Nel Discorso all’Unione la Presidente della Commissione Ursula von der Leyen ha promesso di abolire le regole del Trattato di Dublino che impediscono la redistribuzione in Europa dei clandestini sbarcati in Italia. Ma sono bastati pochi giorni per capire che si trattava di una fregatura. Ecco perchè tutto resterà come prima.
“Aboliremo il regolamento di Dublino. Lo rimpiazzeremo con un nuovo sistema europeo di governance delle migrazioni. Avrà strutture comuni per l’asilo e per i rimpatri”. Così parlò mercoledì 16 settembre il presidente della Commissione Europea Ursula Von Der Leyen. Chi, per un attimo, ci ha creduto si è già pentito. Le promesse formulate dal presidente della Commissione Europea durante il Discorso all’Unione erano solo un “flatus vocis”. O meglio un’autentica presa per in giro per l’Italia.
La bozza di modifica del Trattato che verrà presentata alla Commissione Europea mercoledì 23 settembre non contiene, infatti, nessuna modifica rilevante all’articolo 13 del Trattato di Dublino. L’articolo attribusice al paese di primo arrivo la responsabilità delle pratiche di asilo di un migrante e rappresenta da sempre una trappola fatale per l’Italia. Il motivo è semplice. La stragrande maggioranza dei disgarziati diretti verso le nostre coste non fugge da guerre, dittature o carestia, ma insegue più banalmente il sogno di trovare un lavoro e rifarsi una vita in Europa. Un sogno che grazie all’articolo 13 del Trattato si rivela un incubo sia per l’Italia, sia per quella massa di migranti irregolari.

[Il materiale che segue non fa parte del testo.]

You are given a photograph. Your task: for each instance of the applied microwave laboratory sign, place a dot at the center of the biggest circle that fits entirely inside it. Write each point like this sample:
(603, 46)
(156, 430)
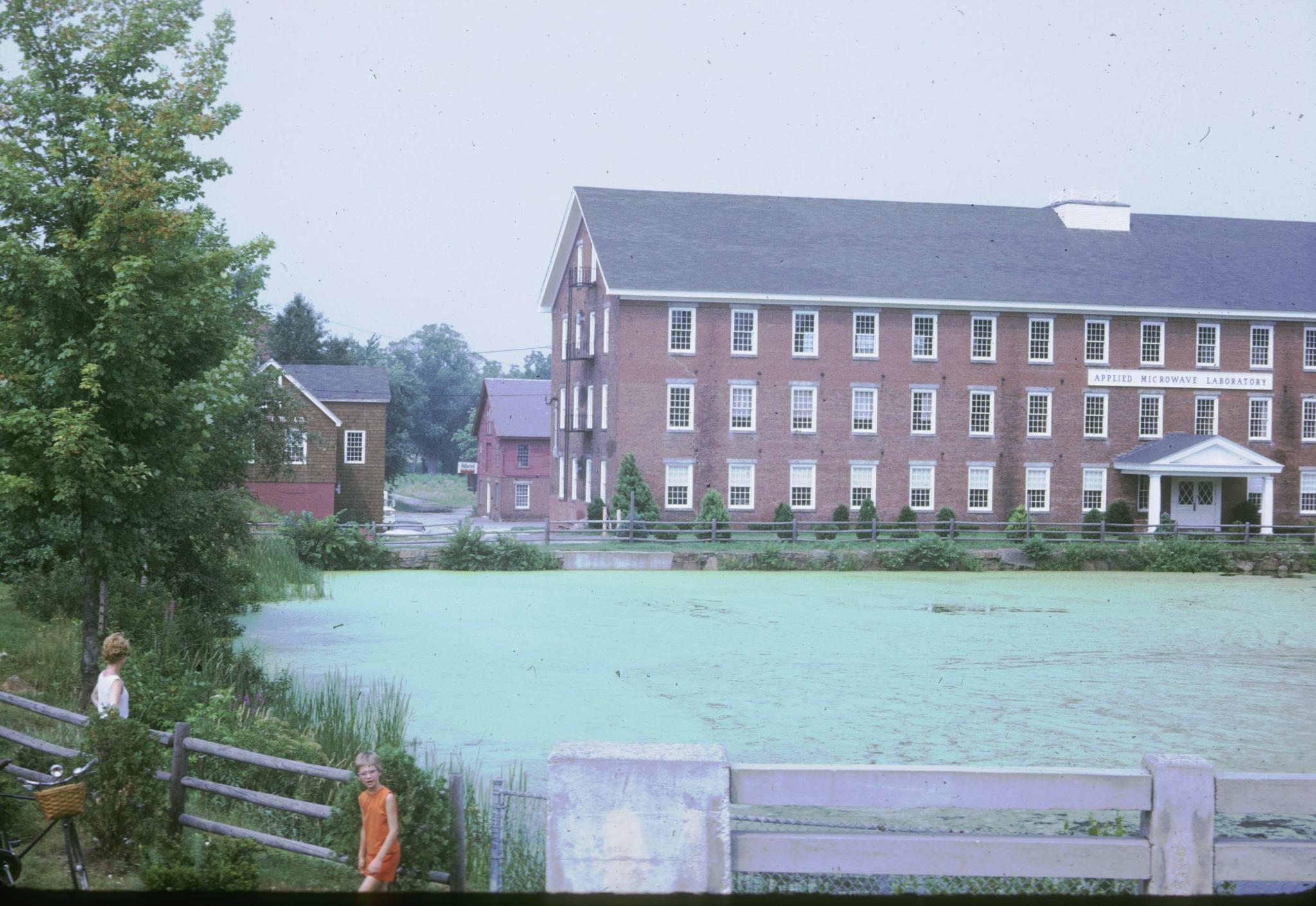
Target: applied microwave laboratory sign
(1186, 380)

Non potendo né ottenere lo status di rifugiati, né essere rimpatriati a causa della mancanza di accordi con le nazioni d’origine la maggior parte di quei disgraziati si ritrovano condannati a bivaccare nei centri d’accoglienza nel nostro paese senza poter essere integrati e senza poter raggiungere altri paesi europei. E chi non viene reclutato da gruppi o organizzazioni criminale cade nelle mani dei caporali e immesso nel circuito senza uscita del lavoro nero. Ma l’articolo 13 oltre ad essere il paradigma della falsa accoglienza e dello sfruttamento è anche lo scudo dietro cui si nascondono i paesi europei contrari a qualsiasi redistribuzione dei migranti sui loro territori. Proprio per questo solo l’eliminazione di quella regola poteva mettere fine alle storture di Dublino. Ancora una volta, invece, l’ipocrisia dei tanti paesi membri ha avuto la meglio.

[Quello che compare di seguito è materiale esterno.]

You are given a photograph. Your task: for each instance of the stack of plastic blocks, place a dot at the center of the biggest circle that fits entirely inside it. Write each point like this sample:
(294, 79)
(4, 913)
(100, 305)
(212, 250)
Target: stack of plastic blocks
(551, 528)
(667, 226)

La svedese Ylva Johansson Commissaria agli Affari Interni dell’Unione anticipando la bozza di riforma di cui è relatrice ha escluso qualsiasi ipotesi di ripartizione obbligatoria. Nell’ambito delle nuove regole – stando a quanto fatto capire dalla Commissaria l’Unione – si punterà soltanto a facilitare i meccanismi di rimpatrio. Ma poichè gli accordi di qel tipo richiedono anni di negoziati con i paesi d’origine dei migranti è facile intuire che per l’Italia nulla cambierà.
Anzi in teoria le cose peggiorerano. La nuova bozza cancellerà anche le intese sulla parziale redistribuzione dei migranti – regolari e irregolari – raggiunte un anno fa a Malta dal ministro degli interni Luciana Lamorgese. Il ministro, a quel tempo, le definì la prima vittoria dell’Italia sul fronte delle politiche migratorie. In verità anche quella si rivelò una presa in giro. In un anno la Germania e gli altri partner europei si sono presi appena 426 migranti a fronte degli oltre 28mila approdati nello stesso periodo sulle nostre coste. Ma il ripudio di quelle intese seppur minimali e la loro sostituzione con meccanismi basati esclusivamente sui rimpatri cancellerà definitivamente la possibilità di redistribuire i migranti su base europea.
E questo significherà condannare definitivamente l’Italia al ruolo di campo profughi del Mediterraneo. E a rendere ancor più grigio il panorama s’aggiunge la debolezza di un governo giallo-rosso consapevole che qualsiasi tentativo di protesta allontanerà il sogno di accedere ai 200 e passa miliardi dal Recovery Found. Miliardi che verranno distribuiti soltanto finchè l’Italia accetterà docilmente i diktat di Bruxelles.